И тут народ вспоминает, что это же Марсэлл, а не кто-нибудь. Хотя вся эта тирада про мышек и ящик тушенки – как будто слегка чересчур даже для Марсэлла.

Беркут его по голове погладил и говорит:

– Ты, Марсэлл, успокойся, ты уже дома, все – путем. Щас все будет в порядке…

А Марсэлл:

– Беркут, да ты не понимаешь! У меня же там мышки, целое гнездо. Сиротки, понимаете? Девять штук. Они же кушать хотят, и потом – им нездоровится и они «прыжок» неважно перенесли.

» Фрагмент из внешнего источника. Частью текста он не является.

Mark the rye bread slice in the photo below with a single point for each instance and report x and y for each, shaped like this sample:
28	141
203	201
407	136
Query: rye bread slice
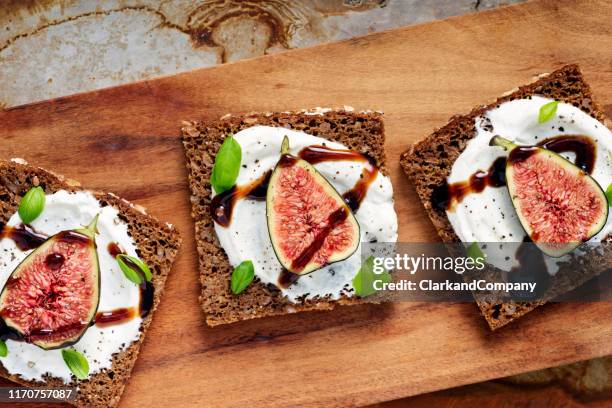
428	163
157	244
363	132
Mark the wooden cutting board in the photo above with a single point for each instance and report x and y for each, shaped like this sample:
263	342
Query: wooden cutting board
126	140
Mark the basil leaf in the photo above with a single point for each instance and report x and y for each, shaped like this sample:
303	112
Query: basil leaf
227	165
363	282
474	251
77	363
242	277
548	111
32	204
133	268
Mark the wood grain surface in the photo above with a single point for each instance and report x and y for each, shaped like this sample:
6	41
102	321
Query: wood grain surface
126	140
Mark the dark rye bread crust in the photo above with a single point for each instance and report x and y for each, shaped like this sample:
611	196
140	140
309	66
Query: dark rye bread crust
363	132
157	244
428	163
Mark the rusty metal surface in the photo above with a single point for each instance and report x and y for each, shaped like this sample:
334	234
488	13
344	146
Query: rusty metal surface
56	48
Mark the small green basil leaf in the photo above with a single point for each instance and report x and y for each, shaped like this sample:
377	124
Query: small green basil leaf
227	165
474	251
133	268
548	111
242	277
77	363
363	282
32	204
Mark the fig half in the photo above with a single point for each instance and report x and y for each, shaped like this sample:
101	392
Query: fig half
309	223
52	296
559	205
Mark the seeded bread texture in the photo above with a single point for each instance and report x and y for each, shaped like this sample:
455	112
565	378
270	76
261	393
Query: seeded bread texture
157	244
363	132
428	163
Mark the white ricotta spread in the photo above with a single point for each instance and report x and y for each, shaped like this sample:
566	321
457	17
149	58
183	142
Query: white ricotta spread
489	216
66	211
246	238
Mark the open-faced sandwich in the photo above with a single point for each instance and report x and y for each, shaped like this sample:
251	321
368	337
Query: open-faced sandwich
282	202
532	167
81	274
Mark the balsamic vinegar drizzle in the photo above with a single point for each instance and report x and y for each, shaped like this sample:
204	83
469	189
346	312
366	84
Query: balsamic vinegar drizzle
147	291
582	146
26	238
222	205
334	219
287	278
445	196
23	235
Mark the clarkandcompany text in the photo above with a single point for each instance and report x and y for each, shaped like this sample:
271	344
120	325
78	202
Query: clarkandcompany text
430	285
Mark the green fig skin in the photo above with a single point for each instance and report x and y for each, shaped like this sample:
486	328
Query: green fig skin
81	243
519	154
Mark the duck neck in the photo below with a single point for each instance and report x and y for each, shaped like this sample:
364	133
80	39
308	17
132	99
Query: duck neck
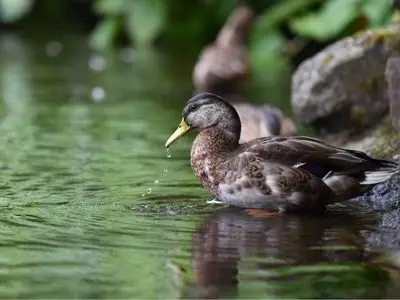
215	141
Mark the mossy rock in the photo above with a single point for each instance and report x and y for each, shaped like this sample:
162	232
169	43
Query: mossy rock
343	88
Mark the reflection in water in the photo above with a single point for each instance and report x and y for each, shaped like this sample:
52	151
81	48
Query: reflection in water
282	252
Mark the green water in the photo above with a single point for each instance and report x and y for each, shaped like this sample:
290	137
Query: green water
91	207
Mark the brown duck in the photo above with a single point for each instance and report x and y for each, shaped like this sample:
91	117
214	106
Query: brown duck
222	68
275	173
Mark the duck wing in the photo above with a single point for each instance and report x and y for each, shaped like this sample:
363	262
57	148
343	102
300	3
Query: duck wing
320	159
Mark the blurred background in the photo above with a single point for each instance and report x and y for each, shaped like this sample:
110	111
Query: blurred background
284	30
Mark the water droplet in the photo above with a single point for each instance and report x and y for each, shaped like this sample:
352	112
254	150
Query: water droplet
53	48
126	54
97	62
98	94
168	153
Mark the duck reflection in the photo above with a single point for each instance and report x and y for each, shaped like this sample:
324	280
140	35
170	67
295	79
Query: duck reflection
229	241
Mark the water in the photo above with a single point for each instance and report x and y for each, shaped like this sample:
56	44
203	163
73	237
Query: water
93	208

Тут все чуток поутихли и вроде бы опечалились. Потому что – дальше-больше. И у всех на памяти Бен Паленый, который застрял в гиперпространстве на полгода, а когда вернулся, разговаривал только с гномиком, а гномик, якобы, сидел у него на левом плече. А у Марсэлла психика вообще никогда, даже в лучшие времена, не была особенно устойчивой.

А я переглянулся с Тама-Нго. Мы с ним телепаты в разной степени, нам понятно, когда человек бредит, а когда – нет. Марсэлл не бредил. Он был весь в досаде, что его не понимают – просто объяснить путем не умел. Сын Грома…

Бедолагу уже совсем, было, собрались тащить к медикам тестировать – он же все пытался им донести про мышек – но спасло его одно обстоятельство.

Из люка его несчастных крыльев высунулась девичья рожица, совершенно прелестная, жутко чумазая и неописуемо злющая. И кричит:

– Марсэлл, зараза! Где тебя носит, я уже больше не могу тут одна сидеть с твоими погаными крысами!

Реабилитировала, можно сказать. Ясно же, что с ума на почве мышек толпой не сходят. И в гиперпространстве женщину не раздобудешь – значит, где-нибудь он да приземлялся. И стая успокоилась насчет Марсэллова умственного здоровья и принялась собирать для него провизию – второпях и пока не вдаваясь в подробности.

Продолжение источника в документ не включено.